ONU, direito humanitário e linguagem pública
Leão XIV reiterou a importância da Organização das Nações Unidas, que completa 80 anos, como espaço de cooperação multilateral para a promoção da paz e dos direitos humanos fundamentais. No campo do direito internacional humanitário, foi categórico:
“A Santa Sé reitera com firmeza a sua condenação de qualquer forma de envolvimento de civis em operações militares.”
Sobre a liberdade de expressão, o Papa defendeu o diálogo responsável, alertando para o uso da linguagem como instrumento de agressão, inclusive nas redes sociais. Manifestou ainda preocupação com discursos que, sob o pretexto de inclusão, acabam excluindo quem não se adapta a determinadas ideologias.
Liberdade religiosa, perseguição e defesa da vida
O Pontífice reafirmou a liberdade de consciência e de religião como direitos fundamentais, condenando o antissemitismo e a crescente perseguição aos cristãos, que atinge mais de 380 milhões de fiéis no mundo. Citou situações preocupantes em países como Bangladesh, Nigéria, Síria e Moçambique, além de formas mais sutis de discriminação presentes na Europa e nas Américas.
Nesse contexto, voltou a pedir ações concretas contra o tráfico de pessoas, defendeu os migrantes e reiterou o apelo pela abolição da pena de morte.
Família, dignidade humana e novos desafios sociais
Leão XIV reafirmou a centralidade da família, fundada no matrimônio entre homem e mulher, e condenou práticas como o aborto e a gestação por substituição, alertando para a mercantilização da vida humana. Estendeu sua preocupação aos doentes, idosos, pessoas solitárias e jovens, especialmente vulneráveis à dependência química e à falta de perspectivas.

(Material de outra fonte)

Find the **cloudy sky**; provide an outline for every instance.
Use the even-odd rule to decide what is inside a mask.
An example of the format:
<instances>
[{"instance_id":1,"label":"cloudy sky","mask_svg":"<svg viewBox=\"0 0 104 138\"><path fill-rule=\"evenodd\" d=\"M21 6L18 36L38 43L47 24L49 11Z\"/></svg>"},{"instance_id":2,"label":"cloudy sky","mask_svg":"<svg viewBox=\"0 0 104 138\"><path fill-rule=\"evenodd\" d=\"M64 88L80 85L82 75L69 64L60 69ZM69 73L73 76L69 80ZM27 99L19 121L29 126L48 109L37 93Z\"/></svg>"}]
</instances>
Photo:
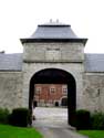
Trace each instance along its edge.
<instances>
[{"instance_id":1,"label":"cloudy sky","mask_svg":"<svg viewBox=\"0 0 104 138\"><path fill-rule=\"evenodd\" d=\"M103 0L0 0L0 51L22 52L20 38L30 36L50 19L71 24L87 38L85 52L104 53Z\"/></svg>"}]
</instances>

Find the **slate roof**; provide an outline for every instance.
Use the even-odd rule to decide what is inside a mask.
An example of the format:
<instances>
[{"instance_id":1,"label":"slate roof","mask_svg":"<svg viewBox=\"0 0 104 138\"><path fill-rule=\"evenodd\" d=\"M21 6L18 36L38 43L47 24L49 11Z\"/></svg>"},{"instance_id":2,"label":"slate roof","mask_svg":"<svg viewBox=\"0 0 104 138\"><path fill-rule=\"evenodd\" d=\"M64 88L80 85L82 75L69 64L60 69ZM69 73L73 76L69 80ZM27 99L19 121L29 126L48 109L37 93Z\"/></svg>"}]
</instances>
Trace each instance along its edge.
<instances>
[{"instance_id":1,"label":"slate roof","mask_svg":"<svg viewBox=\"0 0 104 138\"><path fill-rule=\"evenodd\" d=\"M22 53L3 54L0 53L0 71L21 71Z\"/></svg>"},{"instance_id":2,"label":"slate roof","mask_svg":"<svg viewBox=\"0 0 104 138\"><path fill-rule=\"evenodd\" d=\"M104 73L104 54L85 54L85 72ZM0 54L0 71L22 71L22 53Z\"/></svg>"},{"instance_id":3,"label":"slate roof","mask_svg":"<svg viewBox=\"0 0 104 138\"><path fill-rule=\"evenodd\" d=\"M38 25L31 39L76 39L71 25L66 24L42 24Z\"/></svg>"},{"instance_id":4,"label":"slate roof","mask_svg":"<svg viewBox=\"0 0 104 138\"><path fill-rule=\"evenodd\" d=\"M85 72L104 72L104 54L85 54Z\"/></svg>"},{"instance_id":5,"label":"slate roof","mask_svg":"<svg viewBox=\"0 0 104 138\"><path fill-rule=\"evenodd\" d=\"M71 25L59 22L50 22L38 25L37 31L25 39L21 39L22 43L30 42L82 42L86 43L87 39L77 38L71 29Z\"/></svg>"}]
</instances>

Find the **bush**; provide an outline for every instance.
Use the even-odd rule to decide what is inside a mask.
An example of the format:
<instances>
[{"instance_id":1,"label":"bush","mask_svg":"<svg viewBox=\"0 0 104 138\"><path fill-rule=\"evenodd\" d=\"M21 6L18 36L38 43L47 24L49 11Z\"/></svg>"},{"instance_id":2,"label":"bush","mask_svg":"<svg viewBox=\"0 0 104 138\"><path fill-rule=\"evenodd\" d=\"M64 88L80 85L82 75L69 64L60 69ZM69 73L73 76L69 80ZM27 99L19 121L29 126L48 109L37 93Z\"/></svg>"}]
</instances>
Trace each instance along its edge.
<instances>
[{"instance_id":1,"label":"bush","mask_svg":"<svg viewBox=\"0 0 104 138\"><path fill-rule=\"evenodd\" d=\"M0 108L0 124L9 123L9 110L6 108Z\"/></svg>"},{"instance_id":2,"label":"bush","mask_svg":"<svg viewBox=\"0 0 104 138\"><path fill-rule=\"evenodd\" d=\"M91 114L89 110L76 110L76 129L90 129L91 128Z\"/></svg>"},{"instance_id":3,"label":"bush","mask_svg":"<svg viewBox=\"0 0 104 138\"><path fill-rule=\"evenodd\" d=\"M94 113L91 116L91 125L92 129L104 130L104 114L103 113Z\"/></svg>"},{"instance_id":4,"label":"bush","mask_svg":"<svg viewBox=\"0 0 104 138\"><path fill-rule=\"evenodd\" d=\"M30 112L27 108L15 108L9 117L9 121L13 126L27 127L30 121Z\"/></svg>"}]
</instances>

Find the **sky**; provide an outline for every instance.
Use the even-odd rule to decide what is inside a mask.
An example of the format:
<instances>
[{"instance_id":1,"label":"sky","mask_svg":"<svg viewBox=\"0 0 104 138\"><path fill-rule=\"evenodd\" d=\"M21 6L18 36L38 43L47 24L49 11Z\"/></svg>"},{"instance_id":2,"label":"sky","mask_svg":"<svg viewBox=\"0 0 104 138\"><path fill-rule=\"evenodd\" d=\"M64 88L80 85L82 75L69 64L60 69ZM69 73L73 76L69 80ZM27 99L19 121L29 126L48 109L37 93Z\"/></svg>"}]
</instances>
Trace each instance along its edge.
<instances>
[{"instance_id":1,"label":"sky","mask_svg":"<svg viewBox=\"0 0 104 138\"><path fill-rule=\"evenodd\" d=\"M0 51L22 53L20 39L50 19L89 39L85 53L104 53L103 0L0 0Z\"/></svg>"}]
</instances>

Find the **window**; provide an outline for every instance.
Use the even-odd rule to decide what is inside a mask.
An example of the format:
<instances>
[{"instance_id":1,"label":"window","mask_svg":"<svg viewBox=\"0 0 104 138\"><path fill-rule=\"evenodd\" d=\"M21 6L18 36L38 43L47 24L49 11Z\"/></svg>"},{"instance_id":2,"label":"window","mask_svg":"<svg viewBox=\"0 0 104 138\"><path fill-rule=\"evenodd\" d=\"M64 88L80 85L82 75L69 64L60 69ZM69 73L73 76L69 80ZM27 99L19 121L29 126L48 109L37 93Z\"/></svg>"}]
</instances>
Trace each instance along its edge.
<instances>
[{"instance_id":1,"label":"window","mask_svg":"<svg viewBox=\"0 0 104 138\"><path fill-rule=\"evenodd\" d=\"M64 94L67 93L67 86L66 85L62 86L62 93L64 93Z\"/></svg>"},{"instance_id":2,"label":"window","mask_svg":"<svg viewBox=\"0 0 104 138\"><path fill-rule=\"evenodd\" d=\"M35 87L35 94L40 94L41 93L41 87Z\"/></svg>"},{"instance_id":3,"label":"window","mask_svg":"<svg viewBox=\"0 0 104 138\"><path fill-rule=\"evenodd\" d=\"M51 87L50 93L55 93L55 87Z\"/></svg>"}]
</instances>

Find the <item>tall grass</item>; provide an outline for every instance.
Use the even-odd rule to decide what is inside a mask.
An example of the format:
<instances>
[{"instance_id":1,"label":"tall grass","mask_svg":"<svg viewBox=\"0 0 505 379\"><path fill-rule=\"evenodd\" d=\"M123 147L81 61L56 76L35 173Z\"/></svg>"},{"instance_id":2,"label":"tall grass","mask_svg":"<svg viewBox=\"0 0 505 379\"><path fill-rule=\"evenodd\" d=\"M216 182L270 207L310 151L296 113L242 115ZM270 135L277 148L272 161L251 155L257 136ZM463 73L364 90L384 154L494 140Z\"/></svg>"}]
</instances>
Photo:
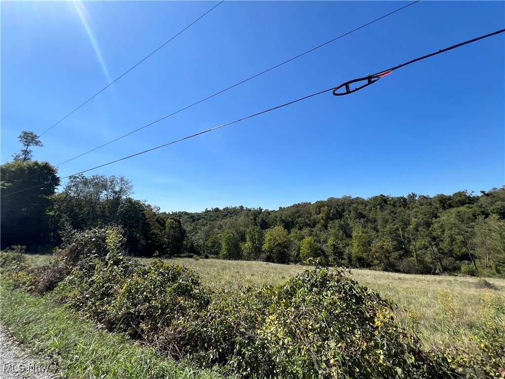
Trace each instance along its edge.
<instances>
[{"instance_id":1,"label":"tall grass","mask_svg":"<svg viewBox=\"0 0 505 379\"><path fill-rule=\"evenodd\" d=\"M37 264L51 259L50 256L27 256L33 263ZM165 260L194 269L204 285L214 289L278 285L308 268L299 265L247 261L192 258ZM423 342L430 348L438 349L450 344L453 337L446 327L447 308L440 300L441 291L450 294L452 322L457 324L462 333L470 331L472 325L486 316L484 299L488 293L505 292L505 279L498 278L483 279L361 269L352 269L349 275L361 285L393 300L399 308L397 317L400 324L407 327L415 324L421 332Z\"/></svg>"},{"instance_id":2,"label":"tall grass","mask_svg":"<svg viewBox=\"0 0 505 379\"><path fill-rule=\"evenodd\" d=\"M23 345L59 367L67 378L218 379L217 372L177 363L154 348L97 328L58 306L50 297L35 298L2 288L2 323Z\"/></svg>"}]
</instances>

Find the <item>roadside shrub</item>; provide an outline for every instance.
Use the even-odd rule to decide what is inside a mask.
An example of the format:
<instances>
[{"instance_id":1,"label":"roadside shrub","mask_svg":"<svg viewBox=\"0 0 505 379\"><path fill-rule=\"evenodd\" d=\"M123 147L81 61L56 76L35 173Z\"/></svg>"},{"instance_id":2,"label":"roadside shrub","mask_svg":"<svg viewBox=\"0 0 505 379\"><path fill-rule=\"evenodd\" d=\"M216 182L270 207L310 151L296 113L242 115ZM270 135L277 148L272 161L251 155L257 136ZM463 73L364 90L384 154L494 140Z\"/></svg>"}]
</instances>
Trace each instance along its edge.
<instances>
[{"instance_id":1,"label":"roadside shrub","mask_svg":"<svg viewBox=\"0 0 505 379\"><path fill-rule=\"evenodd\" d=\"M469 276L475 276L477 274L477 269L471 263L464 263L461 265L461 273Z\"/></svg>"},{"instance_id":2,"label":"roadside shrub","mask_svg":"<svg viewBox=\"0 0 505 379\"><path fill-rule=\"evenodd\" d=\"M60 298L108 329L163 344L159 330L190 309L208 304L198 275L189 268L155 261L148 265L110 249L81 259Z\"/></svg>"},{"instance_id":3,"label":"roadside shrub","mask_svg":"<svg viewBox=\"0 0 505 379\"><path fill-rule=\"evenodd\" d=\"M470 332L461 330L457 323L446 326L453 340L443 355L455 377L505 377L505 298L488 291L483 302L484 314ZM444 309L449 318L450 313Z\"/></svg>"},{"instance_id":4,"label":"roadside shrub","mask_svg":"<svg viewBox=\"0 0 505 379\"><path fill-rule=\"evenodd\" d=\"M31 294L43 295L54 290L68 272L66 267L54 263L30 267L25 271L25 288Z\"/></svg>"},{"instance_id":5,"label":"roadside shrub","mask_svg":"<svg viewBox=\"0 0 505 379\"><path fill-rule=\"evenodd\" d=\"M27 267L26 257L23 255L26 246L15 245L0 253L0 271L16 272Z\"/></svg>"},{"instance_id":6,"label":"roadside shrub","mask_svg":"<svg viewBox=\"0 0 505 379\"><path fill-rule=\"evenodd\" d=\"M178 317L200 311L208 304L208 294L198 274L187 267L161 261L138 265L133 275L124 278L108 315L116 329L134 338L167 344L158 338L160 330Z\"/></svg>"},{"instance_id":7,"label":"roadside shrub","mask_svg":"<svg viewBox=\"0 0 505 379\"><path fill-rule=\"evenodd\" d=\"M123 254L125 241L119 226L74 230L64 236L59 257L65 264L73 266L82 259L104 257L111 253Z\"/></svg>"},{"instance_id":8,"label":"roadside shrub","mask_svg":"<svg viewBox=\"0 0 505 379\"><path fill-rule=\"evenodd\" d=\"M217 292L165 333L201 364L246 376L443 377L394 309L341 271L317 268L275 287Z\"/></svg>"}]
</instances>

Apelos pela paz e atenção à Venezuela
No campo geopolítico, o Papa renovou apelos por um cessar-fogo imediato na Ucrânia e na Terra Santa, reiterando que a solução de dois Estados continua sendo um caminho possível para o Oriente Médio.
Na América Latina, manifestou preocupação com as tensões no Caribe, no Pacífico, no Haiti e, de modo particular, na Venezuela:
“Renovo o apelo ao respeito pela vontade do povo venezuelano e ao empenho na defesa dos direitos humanos e civis de todos”, afirmou, evocando o testemunho de São José Gregorio Hernández e Santa Carmen Rendiles como inspiração para a reconstrução do país.
Armas nucleares, inteligência artificial e esperança
Leão XIV alertou ainda para os perigos da proliferação de armas nucleares e destacou a importância da continuidade do tratado New START, que expira em fevereiro. Incluiu no horizonte dos desafios globais o uso ético da inteligência artificial, ressaltando a necessidade de colocar a tecnologia a serviço da humanidade.
Encerrando a audiência, o Papa deixou uma mensagem de esperança, afirmando que a paz permanece possível quando fundada na verdade e no perdão. Citando São Francisco de Assis, cujo oitavo centenário de morte será celebrado em outubro, concluiu:
“Um mundo pacífico se constrói a partir de um coração humilde. Um coração humilde e construtor de paz é o que desejo a cada um de nós e a todos os habitantes dos nossos países neste início de ano.”